Examples include placing popular items at eye level close to the check out, making a certain position the default one unless the consumer actively chooses other wise e.g. your IB coordinator could increase the take up of their favourite subject by placing the option in a number of option boxes.
3. Why according to the video are many consumer choices the result of automatic programming?
Most consumers do not have the time or knowledge to make entirely rational choices and instead tend to operate on automatic programming. From a non academic point of view we are also 'creatures of habit'.
4. How is nudge theory used in the following policy decisions - organ donation, subscription to newsletters and organisations e.t.c.
Nudge theory is used to increase the take up of such options by making e.g. organ donation the default position, unless the patient actively chooses to opt out of the system. This 'subtle' change brought about a significant rise in patients donating their healthy organs.
5. Explain two of the ethical constraints identified in the video
The first identified was transparency - are consumers aware of the nudge?

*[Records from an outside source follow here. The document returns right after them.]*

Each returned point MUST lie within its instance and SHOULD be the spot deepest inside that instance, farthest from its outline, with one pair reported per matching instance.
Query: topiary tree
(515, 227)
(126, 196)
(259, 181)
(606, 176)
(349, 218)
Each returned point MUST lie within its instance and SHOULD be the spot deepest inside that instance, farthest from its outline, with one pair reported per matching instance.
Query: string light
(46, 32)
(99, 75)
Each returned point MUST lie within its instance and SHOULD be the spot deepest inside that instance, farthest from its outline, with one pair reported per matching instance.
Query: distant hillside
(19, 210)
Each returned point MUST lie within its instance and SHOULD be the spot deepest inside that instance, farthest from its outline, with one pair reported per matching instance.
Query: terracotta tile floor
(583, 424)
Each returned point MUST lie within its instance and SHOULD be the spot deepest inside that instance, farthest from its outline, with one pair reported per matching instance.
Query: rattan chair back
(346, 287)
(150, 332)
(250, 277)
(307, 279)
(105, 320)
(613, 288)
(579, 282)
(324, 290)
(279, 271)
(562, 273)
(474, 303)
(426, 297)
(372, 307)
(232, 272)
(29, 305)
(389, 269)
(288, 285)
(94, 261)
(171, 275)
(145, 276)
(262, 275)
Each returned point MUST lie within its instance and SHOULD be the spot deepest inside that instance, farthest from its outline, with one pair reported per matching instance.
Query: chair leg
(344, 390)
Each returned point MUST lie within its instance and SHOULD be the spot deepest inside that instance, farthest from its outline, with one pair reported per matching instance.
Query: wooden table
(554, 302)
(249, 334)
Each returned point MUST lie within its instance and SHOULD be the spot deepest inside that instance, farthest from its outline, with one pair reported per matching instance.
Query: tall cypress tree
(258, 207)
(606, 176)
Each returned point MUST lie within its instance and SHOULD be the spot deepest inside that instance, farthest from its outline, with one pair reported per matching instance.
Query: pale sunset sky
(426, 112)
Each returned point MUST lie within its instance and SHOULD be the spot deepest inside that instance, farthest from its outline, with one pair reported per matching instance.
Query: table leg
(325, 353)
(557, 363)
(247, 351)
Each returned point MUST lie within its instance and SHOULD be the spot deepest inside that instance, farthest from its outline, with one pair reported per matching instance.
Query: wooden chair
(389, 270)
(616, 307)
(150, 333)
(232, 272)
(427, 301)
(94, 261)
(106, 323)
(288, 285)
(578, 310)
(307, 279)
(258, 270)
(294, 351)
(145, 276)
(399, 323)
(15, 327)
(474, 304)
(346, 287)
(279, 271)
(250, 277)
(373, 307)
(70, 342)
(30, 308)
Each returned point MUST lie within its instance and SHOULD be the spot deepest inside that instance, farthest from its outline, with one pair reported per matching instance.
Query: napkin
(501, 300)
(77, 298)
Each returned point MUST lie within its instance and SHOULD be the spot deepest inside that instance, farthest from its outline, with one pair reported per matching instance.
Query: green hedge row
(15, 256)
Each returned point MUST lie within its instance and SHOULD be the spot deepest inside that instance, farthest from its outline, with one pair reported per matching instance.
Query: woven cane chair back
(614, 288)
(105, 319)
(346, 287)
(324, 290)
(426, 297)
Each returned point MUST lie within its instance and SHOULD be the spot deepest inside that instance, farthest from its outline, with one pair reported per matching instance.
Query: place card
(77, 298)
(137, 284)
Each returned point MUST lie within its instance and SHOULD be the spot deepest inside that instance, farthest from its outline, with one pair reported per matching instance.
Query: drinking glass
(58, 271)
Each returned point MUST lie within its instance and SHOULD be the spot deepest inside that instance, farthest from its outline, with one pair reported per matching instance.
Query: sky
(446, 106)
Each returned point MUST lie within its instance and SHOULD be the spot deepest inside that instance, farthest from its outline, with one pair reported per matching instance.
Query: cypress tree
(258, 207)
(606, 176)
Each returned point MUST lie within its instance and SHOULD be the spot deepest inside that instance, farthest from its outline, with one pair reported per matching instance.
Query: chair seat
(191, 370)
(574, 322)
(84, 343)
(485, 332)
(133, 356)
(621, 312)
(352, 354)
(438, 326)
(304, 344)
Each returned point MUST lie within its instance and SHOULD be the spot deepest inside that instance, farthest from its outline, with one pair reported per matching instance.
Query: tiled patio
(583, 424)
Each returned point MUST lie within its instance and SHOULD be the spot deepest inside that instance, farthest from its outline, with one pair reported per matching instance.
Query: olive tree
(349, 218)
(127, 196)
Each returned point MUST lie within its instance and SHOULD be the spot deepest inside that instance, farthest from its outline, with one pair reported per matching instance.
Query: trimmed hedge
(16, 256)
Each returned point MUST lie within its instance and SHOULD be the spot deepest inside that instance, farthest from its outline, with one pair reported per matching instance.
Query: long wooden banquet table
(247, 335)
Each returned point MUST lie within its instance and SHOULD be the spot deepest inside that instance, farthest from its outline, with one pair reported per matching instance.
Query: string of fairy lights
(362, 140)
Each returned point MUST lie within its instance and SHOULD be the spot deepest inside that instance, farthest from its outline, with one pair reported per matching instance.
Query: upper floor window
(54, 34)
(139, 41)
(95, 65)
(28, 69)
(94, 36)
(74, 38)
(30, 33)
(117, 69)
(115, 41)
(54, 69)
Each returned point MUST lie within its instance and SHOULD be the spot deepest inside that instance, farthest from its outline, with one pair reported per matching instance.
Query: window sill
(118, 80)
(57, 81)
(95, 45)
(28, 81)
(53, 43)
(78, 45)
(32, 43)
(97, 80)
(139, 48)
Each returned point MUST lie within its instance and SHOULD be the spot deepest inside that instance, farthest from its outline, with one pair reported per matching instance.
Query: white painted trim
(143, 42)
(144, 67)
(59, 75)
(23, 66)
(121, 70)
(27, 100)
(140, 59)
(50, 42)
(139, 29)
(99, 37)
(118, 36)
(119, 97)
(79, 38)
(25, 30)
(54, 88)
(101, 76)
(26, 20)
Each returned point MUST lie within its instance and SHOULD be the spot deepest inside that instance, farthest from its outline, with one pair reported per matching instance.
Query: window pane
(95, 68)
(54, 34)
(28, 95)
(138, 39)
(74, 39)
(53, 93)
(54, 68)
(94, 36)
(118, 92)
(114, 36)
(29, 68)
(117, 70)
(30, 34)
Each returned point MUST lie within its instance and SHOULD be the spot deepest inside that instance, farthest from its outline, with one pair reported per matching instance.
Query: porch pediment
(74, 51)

Secondly what are the consequences of the nudge psychologically, for example might their be spillover effects in terms of consumers regretting the choices they made later?
6. Why is the strand of economics sometimes called 'libertarian' and 'paternal'?

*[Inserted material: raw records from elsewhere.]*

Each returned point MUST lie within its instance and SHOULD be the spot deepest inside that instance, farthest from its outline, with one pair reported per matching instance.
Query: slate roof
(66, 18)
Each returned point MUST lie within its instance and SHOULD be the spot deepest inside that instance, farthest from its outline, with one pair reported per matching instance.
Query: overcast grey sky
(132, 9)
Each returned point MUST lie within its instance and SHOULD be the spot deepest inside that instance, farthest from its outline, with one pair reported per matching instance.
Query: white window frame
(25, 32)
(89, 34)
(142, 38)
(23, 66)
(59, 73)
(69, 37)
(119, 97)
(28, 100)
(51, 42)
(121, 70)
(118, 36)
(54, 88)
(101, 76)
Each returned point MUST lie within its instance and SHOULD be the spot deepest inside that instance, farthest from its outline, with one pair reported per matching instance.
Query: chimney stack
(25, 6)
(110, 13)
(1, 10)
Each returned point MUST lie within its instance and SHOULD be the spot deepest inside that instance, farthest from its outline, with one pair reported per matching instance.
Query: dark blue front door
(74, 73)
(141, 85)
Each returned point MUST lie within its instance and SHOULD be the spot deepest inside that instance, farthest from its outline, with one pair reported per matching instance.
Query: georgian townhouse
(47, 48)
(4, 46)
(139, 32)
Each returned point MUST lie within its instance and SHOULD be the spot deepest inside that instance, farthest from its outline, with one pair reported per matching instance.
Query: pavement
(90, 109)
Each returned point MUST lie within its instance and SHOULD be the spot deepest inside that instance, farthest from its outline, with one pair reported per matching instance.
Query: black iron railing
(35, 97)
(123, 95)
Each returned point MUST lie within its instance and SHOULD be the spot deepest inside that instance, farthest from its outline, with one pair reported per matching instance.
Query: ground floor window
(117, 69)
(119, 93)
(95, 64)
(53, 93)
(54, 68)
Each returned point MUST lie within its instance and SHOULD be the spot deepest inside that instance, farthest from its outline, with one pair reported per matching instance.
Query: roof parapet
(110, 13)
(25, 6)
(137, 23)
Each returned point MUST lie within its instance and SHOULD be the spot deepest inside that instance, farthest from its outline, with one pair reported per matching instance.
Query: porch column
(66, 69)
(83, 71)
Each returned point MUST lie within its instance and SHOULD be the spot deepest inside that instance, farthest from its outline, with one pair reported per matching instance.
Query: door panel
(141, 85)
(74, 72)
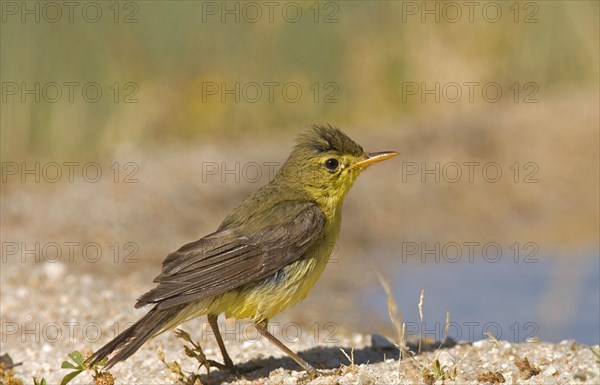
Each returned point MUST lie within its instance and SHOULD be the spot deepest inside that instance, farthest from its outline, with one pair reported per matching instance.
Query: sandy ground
(87, 311)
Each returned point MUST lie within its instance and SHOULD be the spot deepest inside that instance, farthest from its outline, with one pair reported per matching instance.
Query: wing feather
(232, 257)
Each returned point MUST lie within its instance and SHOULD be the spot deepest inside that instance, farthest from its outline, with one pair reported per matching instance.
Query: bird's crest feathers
(325, 137)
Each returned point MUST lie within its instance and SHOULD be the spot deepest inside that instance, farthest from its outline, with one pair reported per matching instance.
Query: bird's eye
(332, 164)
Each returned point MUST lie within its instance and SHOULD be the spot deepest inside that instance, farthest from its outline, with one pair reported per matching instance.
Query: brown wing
(232, 257)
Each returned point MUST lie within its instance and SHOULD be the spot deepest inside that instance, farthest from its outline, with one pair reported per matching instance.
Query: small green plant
(78, 365)
(194, 351)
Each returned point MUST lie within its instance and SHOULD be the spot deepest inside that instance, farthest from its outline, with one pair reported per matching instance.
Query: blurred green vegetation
(368, 53)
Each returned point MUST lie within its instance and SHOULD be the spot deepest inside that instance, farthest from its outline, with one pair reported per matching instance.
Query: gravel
(47, 313)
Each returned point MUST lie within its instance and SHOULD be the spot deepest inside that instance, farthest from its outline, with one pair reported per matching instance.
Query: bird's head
(325, 163)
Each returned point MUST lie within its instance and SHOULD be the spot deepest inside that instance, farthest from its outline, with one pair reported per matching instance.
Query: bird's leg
(212, 320)
(262, 329)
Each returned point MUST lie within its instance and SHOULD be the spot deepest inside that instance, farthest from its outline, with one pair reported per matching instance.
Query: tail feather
(132, 338)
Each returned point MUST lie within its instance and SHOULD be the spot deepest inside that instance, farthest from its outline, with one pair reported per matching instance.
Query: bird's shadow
(322, 357)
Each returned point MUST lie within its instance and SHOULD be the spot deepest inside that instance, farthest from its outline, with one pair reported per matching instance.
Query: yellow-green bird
(266, 255)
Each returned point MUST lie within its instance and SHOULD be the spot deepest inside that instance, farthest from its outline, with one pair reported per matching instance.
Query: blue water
(553, 299)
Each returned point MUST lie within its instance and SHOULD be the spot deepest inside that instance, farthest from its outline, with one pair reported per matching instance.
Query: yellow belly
(264, 300)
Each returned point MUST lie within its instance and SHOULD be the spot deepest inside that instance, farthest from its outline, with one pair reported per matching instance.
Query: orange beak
(374, 157)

This is because it allows governments to influence behaviours without actually mandating them - an example being the wearing of face masks (generally made compulsory in Asian nations but remained a recommendation in many European ones).
Activity 2 - Applying nudge theory
Start by watching the following short video and use the information contained in it and what you have learnt in the subject so far to complete the activities that follow:
1. Explain how businesses might use anchoring to improve sales for a particular product?
By anchoring in a consumers conscious the notion that the product should be an automatic purchase and the only real choice becomes deciding which of the range of products to purchase. This can be seen in the language of successful sales people 'have you decided which of the two products you have decided to buy yet?'
2. Explain loss aversion and identify possible markets where this could be applied.
When businesses offer free trials which could apply to the markets for subscription services such as Netflix or magazines / newspapers.
3. Investigate the following businesses: Netflix, The Wall Street Times, Spike podcast and Guardian newspaper. How many of these businesses use 'loss aversion' tactics to increase sales?
All of the above use loss aversion tactics - the first two offer an initial 'trial' period where the product is available either free or at a discounted price to get consumers hooked on the purchase before charging the full price. The last two (Spike and Guardian) are available free for an unlimited time but consumers are then sent a message asking them to donate to ensure that the service continues to be offered.
4. What do economists mean by 'don't let Homer do nothing'?
By using plain speaking language to inform customers of their purchasing decisions e.g. electricity meters that tell you must money you have spent or phone apps that tell you how many calories you have burnt. These offer positive reinforcement that encourage desirable consumption habits.
Activity 3 - Discussion activity
The final video highlights some of the positives and negatives (for consumers and citizens). Use the information contained in the video and your wider knowledge to answer the question 'Behavioural economics - good or bad?'
As with many new discoveries there is scope for the theory to provide both positives and negatives. The video highlights successful campaigns by the UK government to encourage lower energy consumption while the beginning of the video highlights the vast level of consumer debt that many individuals have run up, in part a consequence of successful marketing teams which behavioural economists are now a part of. Finally, for those individuals concerned about an increasing loss of freedom in our lives, some might consider this to be simply a step too far.